New Meggido Rising, by Lars Teeny

As I mentioned above, New Megiddo Rising is a prequel novel intended to set up the characters and events of the Apostates series. The story begins in an alternate version of 19th century Mexico. The Governor of Coahuila y Tejas visits a settlement headed by the preacher Brigham Wainwright. The preacher lies to the governor, assuring him that he will contact the American government and discourage illegal settlers from entering Mexican territory. He later reveals to his captain that his real plan is to overthrow the Mexican government. The story jumps ahead to the future, where people have neural implants and live in a dystopian America called New Megiddo. The main characters are: Ayane Inoguchi, who lives in a church-run orphanage; Prescott, a Prelate of the church of New Megiddo; Kate Schrubb, daughter of the President, who is next in line for the office; Inquisitor Rodrigo of the Law of Virtue Enforcement; and Evan, an “apostate” teen living in the slums of Los Angeles.
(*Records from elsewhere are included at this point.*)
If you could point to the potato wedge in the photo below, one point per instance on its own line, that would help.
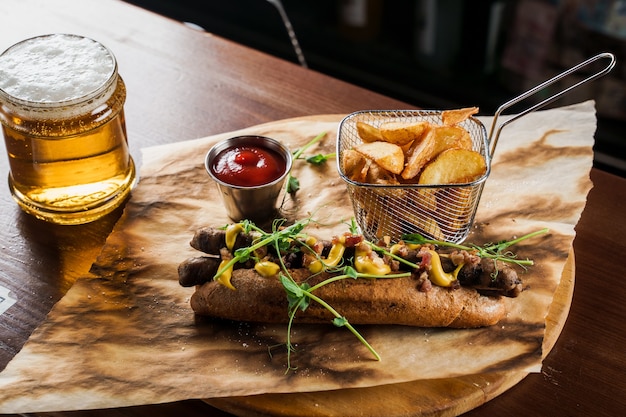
(453, 117)
(454, 166)
(420, 153)
(368, 133)
(388, 155)
(450, 137)
(354, 165)
(402, 133)
(378, 175)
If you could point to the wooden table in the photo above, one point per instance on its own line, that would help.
(183, 84)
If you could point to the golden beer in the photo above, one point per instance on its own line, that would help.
(62, 114)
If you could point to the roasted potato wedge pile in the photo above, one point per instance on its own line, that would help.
(424, 153)
(403, 152)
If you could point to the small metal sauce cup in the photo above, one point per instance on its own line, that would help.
(255, 203)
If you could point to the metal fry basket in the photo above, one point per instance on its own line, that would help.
(443, 211)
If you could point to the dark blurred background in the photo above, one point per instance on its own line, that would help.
(440, 53)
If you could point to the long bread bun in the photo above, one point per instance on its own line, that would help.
(361, 301)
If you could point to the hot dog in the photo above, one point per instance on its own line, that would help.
(473, 298)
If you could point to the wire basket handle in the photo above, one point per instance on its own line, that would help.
(493, 141)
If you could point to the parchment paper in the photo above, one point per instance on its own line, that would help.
(129, 337)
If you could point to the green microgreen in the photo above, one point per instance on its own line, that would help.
(496, 251)
(293, 184)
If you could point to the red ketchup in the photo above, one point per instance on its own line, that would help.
(248, 166)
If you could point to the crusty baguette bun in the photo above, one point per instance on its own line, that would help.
(362, 301)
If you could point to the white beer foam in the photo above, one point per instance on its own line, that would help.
(55, 68)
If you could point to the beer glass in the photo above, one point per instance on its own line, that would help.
(62, 115)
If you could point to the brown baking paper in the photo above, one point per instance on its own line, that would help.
(129, 337)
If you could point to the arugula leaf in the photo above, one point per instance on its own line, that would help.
(319, 159)
(293, 184)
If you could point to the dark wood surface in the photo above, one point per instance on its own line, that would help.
(183, 84)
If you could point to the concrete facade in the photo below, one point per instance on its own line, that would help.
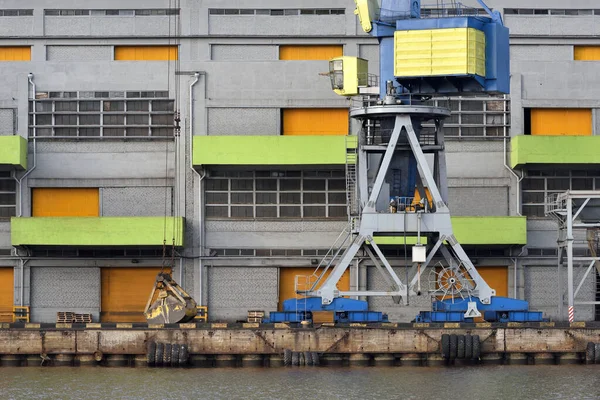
(231, 264)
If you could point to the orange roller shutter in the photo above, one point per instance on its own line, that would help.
(6, 294)
(146, 53)
(586, 53)
(561, 121)
(497, 278)
(65, 202)
(125, 292)
(20, 53)
(315, 121)
(287, 279)
(310, 52)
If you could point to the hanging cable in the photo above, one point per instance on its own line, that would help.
(169, 53)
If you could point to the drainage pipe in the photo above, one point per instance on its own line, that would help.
(200, 178)
(20, 180)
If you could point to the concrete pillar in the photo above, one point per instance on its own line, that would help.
(85, 360)
(384, 360)
(63, 360)
(33, 360)
(516, 358)
(410, 360)
(252, 360)
(225, 360)
(569, 358)
(435, 360)
(13, 360)
(544, 358)
(117, 360)
(201, 360)
(140, 360)
(275, 361)
(492, 358)
(359, 360)
(332, 359)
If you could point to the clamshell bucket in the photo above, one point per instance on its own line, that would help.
(169, 303)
The narrative switches between these characters, building up their backstories as the stage is set for Book #1, The Apostates. As the story jumps to each new character, it seems that the reader is expected to know each one already. Character development is rushed, as each character is pushed along to the place and time they are seen in Book 1, The Apostates. This swift narrative leaves the plot a little lacking in cohesion. It is a bit difficult to develop an appreciation for the larger story as the narrative jumped between characters, despite the incredible worldbuilding and intriguing uses of technology. Even so, I thought the novel sets up an intriguing dystopia, with plenty of nice nods to Orwellian and cyperpunk tropes.